With the directorship of Dr. Fox-Dobbs, the museum's collections were further expanded by adding under its umbrella the Geology Department's extensive collections of fossils, rocks and minerals.

Collections

The museum has continued to grow since its early days. Its collections now contain over 115,000 specimens of animals, plants, and geological specimens, with emphasis on the Pacific Northwest.

As of December 2024, the museum's research collections totaled 31,363 mammals, 28,165 birds, 3,293 reptiles, 4,792 amphibians, 16,010 insects, 1,345 mollusks, 13,843 plants, 10,795 paleontology specimens, and about 4,000 rocks and minerals.

The collections provide specimens for a wide variety of research projects and are used in numerous University of Puget Sound classes. PSM specimens are used as sources of DNA and measurements of stable isotopes in the inert tissues of feathers and hair.

The museum was one of the first institutions to save a separate extended wing of every bird specimen prepared and now has one of the largest wing collections, with 7,500 specimens, images of many of which are available on the museum's website.

The museum's egg collection contains 4,500 egg sets, including almost all North American bird species. In addition, about 1,000 bird nests have been preserved. Datasets from this collection have been used to illustrate breeding phenology in Pacific Northwest birds.

Substantial teaching collections of about 1,000 bird and mammal specimens have been built up to be used to enhance outreach programs as well as classroom teaching.

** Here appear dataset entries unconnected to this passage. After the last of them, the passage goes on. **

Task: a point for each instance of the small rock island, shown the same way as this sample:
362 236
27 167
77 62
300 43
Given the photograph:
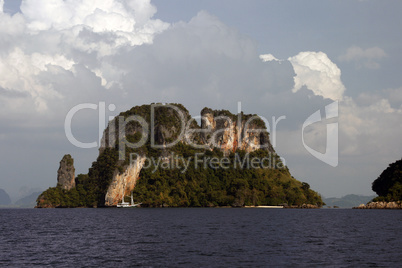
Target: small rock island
162 156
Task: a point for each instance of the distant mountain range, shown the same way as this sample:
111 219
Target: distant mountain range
348 201
4 198
28 201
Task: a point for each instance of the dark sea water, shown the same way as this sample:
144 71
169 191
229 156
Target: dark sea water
204 237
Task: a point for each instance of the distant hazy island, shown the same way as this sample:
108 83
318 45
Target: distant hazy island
164 158
388 186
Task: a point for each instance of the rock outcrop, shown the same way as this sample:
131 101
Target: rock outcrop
123 184
183 159
66 173
381 205
4 198
221 129
232 132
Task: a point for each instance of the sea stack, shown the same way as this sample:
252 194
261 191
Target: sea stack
66 173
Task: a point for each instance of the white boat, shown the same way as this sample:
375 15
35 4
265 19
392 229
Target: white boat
127 204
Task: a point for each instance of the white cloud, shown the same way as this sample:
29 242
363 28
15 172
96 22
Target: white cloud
268 57
367 58
318 73
64 34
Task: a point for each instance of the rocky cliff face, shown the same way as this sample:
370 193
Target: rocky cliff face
123 184
66 173
233 132
222 130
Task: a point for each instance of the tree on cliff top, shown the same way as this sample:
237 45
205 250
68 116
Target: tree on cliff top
389 184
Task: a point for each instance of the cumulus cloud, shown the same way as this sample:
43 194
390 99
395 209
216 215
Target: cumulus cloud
268 57
65 34
367 58
318 73
56 54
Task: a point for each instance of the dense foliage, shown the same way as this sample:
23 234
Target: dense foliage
389 184
90 188
221 186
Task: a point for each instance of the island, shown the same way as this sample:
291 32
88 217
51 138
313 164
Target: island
388 186
165 158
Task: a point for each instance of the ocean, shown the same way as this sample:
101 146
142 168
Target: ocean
200 237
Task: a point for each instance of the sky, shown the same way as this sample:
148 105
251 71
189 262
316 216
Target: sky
283 60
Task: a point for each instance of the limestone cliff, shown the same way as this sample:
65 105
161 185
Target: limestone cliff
177 160
234 132
66 173
124 183
221 129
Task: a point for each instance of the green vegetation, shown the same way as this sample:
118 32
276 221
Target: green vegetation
90 188
389 184
218 186
201 184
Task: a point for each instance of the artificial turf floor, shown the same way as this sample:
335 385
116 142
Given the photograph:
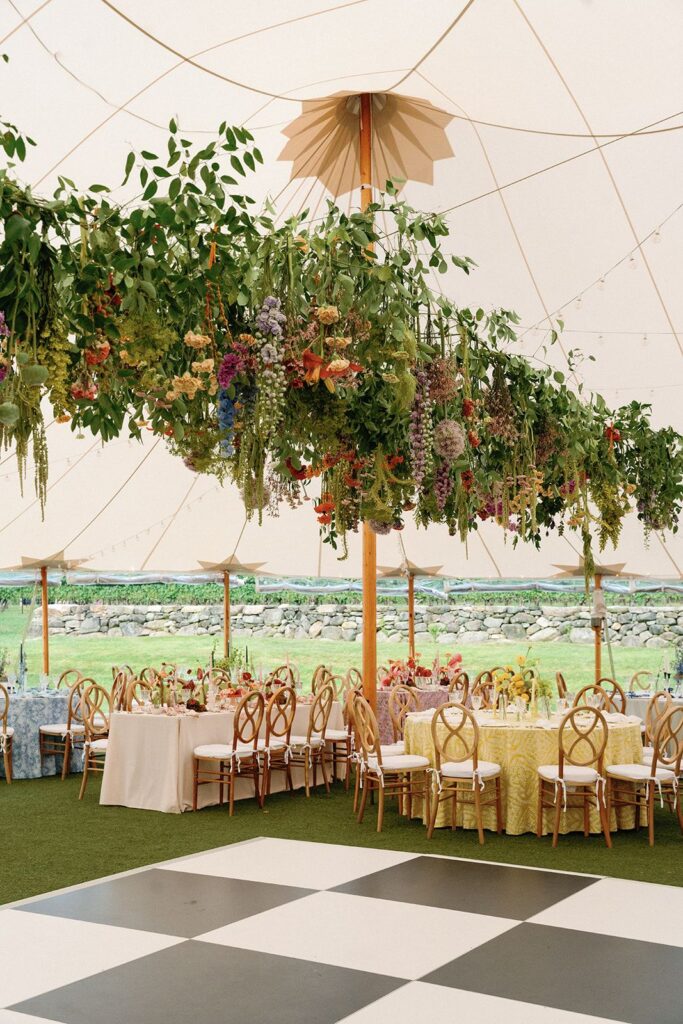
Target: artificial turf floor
50 840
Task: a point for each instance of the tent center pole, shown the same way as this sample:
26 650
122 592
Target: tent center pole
369 537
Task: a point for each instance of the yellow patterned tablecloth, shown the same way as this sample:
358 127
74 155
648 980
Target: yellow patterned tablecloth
520 749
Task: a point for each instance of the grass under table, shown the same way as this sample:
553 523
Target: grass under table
49 839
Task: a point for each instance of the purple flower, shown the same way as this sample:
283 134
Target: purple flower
229 369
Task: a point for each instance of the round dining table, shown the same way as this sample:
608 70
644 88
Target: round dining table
148 762
519 748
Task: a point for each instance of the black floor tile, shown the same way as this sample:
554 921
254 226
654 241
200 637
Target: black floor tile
210 984
170 902
598 975
471 886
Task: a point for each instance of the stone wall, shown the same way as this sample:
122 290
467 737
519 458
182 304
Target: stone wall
457 624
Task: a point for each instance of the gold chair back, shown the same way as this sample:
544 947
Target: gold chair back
95 710
248 719
280 713
658 706
583 738
595 693
455 734
401 700
321 710
669 742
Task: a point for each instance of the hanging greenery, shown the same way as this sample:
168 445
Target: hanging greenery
301 360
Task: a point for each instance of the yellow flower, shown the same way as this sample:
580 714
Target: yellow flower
197 340
327 314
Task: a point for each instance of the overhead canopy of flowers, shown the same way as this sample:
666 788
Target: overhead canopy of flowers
307 361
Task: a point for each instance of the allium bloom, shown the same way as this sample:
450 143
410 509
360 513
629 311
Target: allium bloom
270 320
229 369
449 440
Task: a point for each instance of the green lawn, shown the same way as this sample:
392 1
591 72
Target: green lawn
95 655
49 839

Georeferencing and Databasing

Georeferencing and databasing of all of the bird specimens by collection manager Gary Shugart in the early 1990s improved the museum's value to biology and was among the early efforts at this activity. At present, all of the vertebrate and plant collections are represented in the online databases of the Global Biodiversity Information Facility, Integrated Digitized Biocollections, Symbiota, and the Consortium of Pacific Northwest Herbaria.

Natural History Exhibits

With a grant from the Institute of Museum and Library Services, the design firm Chase & Co. was contracted to install a series of exhibits focusing on the biodiversity of the Puget Sound region, and the exhibits were installed in 2014.

The exhibits, some of which include touch screens for further learning, deal with subjects such as biodiversity, the value of museums, familiar flora and fauna, salmon biodiversity and ecology, urban wildlife, and forest ecology. Several display cases have been used to show short-term educational exhibits on a revolving basis.

Education

The museum’s education programs have grown greatly in recent years with the initiation of the position of Director of Outreach as well as a Docents Program. Furthermore, the museum has had AmeriCorps workers in some years to handle aspects of outreach.

Museum collections are open to the public by appointment, and in addition the museum is generally open during a two-hour period two days each week during school terms, when docents are present to give tours and answer questions.

Docent Program

The museum started a Docent Program in 2009, and University of Puget Sound students who have taken the program give guided tours to school groups and the public, help at museum functions, and prepare and work with specimens.

Nature in the Classroom

The museum’s Nature in the Classroom program has developed educational kits that are circulated to fourth- and fifth-grade classes in the Tacoma area.